The First-Ever Honda in the US Gets a Second Chance at Life

N600 serial number one escaped the crusher. Now it’s being brought back to life.

byBrendan McAleer|
History photo
Share

0

It should have been crushed. When Honda's first fleet of 50 prototype N600s finished winter testing in the MidWest in 1967, they were sold for scrap to a junkyard down the road from the company's California-based headquarters. A few days later a Honda employee saw one beetling down the road—it turns out the enterprising scrapyard owner decided to make a little money on the side as America's first bootleg Honda dealer. Honda made sure the remaining 47 cars were crushed, but three N600s had already escaped into the wild. Now, N600 specialist Tim Mings is restoring the very first of these first-wave Hondas: N600-1000001, serial number one.

The N600 is a sprightly little thing, its importance overshadowed by the commercial success of the Civic that followed it. Powered at first by a 45 hp, two-cylinder engine (later detuned to 36hp due to a tendency to blow up on the broad US interstates) it's best thought of as a sort of Japanese Mini Cooper. Tackling the US market with such a tiny cricket of a car was audacious at best, particularly in the age of big cubic engines and block-long behemoths.

But people fell in love with them. Like a Mini, the N600 is quick and zippy and light on its feet. "You meet the nicest people on a Honda," read the company's ads for their motorcycles, and the cheery little N600 attracted that same crowd. It's a car many Honda fans are nostalgic about, and while not all that rare it is unusual to see them running. This one, though, is a total unicorn.

"They took 50 [Japanese market] N360s off the assembly line," Tim Mings says, speaking from his shop in California, "And installed these hot-rod 600cc engines. You can see how many of the parts are early prototypes, lots of sand-cast metal."

Mings (N600 fans call him "Mings the Merciless") is the only dedicated N600 and Z600 shop in the world. The little cars seem to find their way to him, and serial number one is no exception. Mings found one of the three escapee '67 prototypes sitting on a trailer in Pomona, and made an offer. As it turned out, the owner had another N600 in his garage and asked if Mings wanted that one, too. He bought the car sight unseen and took it back to his garage where it sat for several years. Until one day he scraped off some of the debris covering the VIN, and there it was: N600-1000001.

Honda America has commissioned a full restoration of the car, even giving their tiny ancestor its own website. The paint is faded, the weatherstripping fossilized, the headliner in tatters.

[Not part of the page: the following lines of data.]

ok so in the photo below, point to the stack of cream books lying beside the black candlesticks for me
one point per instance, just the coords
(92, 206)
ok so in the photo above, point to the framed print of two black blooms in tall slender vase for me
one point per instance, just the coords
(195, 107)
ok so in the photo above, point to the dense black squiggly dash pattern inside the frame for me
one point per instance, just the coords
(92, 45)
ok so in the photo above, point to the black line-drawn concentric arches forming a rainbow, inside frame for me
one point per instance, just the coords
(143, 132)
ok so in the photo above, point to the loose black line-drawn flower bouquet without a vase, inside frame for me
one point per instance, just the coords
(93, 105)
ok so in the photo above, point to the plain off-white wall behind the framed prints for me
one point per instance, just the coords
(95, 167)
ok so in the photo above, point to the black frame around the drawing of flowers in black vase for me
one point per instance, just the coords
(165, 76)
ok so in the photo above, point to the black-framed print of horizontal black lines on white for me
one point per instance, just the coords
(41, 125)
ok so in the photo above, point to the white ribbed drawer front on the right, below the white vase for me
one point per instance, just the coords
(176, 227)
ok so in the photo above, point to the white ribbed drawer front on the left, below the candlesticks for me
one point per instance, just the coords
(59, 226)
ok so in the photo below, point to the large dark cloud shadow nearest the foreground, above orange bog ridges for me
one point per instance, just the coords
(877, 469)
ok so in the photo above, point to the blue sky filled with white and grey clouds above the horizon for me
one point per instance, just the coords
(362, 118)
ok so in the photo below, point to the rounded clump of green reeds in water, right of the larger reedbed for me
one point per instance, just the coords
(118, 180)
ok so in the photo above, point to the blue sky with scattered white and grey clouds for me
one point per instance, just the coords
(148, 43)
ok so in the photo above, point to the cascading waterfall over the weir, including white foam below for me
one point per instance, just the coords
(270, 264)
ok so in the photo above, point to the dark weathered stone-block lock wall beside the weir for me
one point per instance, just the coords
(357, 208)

However, Mings has most of the parts needed in the huge treasure trove of new-old stock parts he's amassed over the years. "The one thing that's eluding me," he says, "Is a new rubber floormat." The rest of the car is surprisingly complete.

"This car will be finished by mid-September," he says. If you want your own chance to see the first Honda in America, jot the Long Beach Japanese Classic Car Show on your calendar. Now in its 12th year, Mings calls the show a must-see event. After that, serial number one will be tucked away in Honda's private museum in Torrance, which isn't open to the public. At some point, it'll head to Ohio, to Honda's heritage center, near the assembly line for the new Acura NSX; Honda's first-ever American car, sitting just across the way from the company's current, American-made supercar.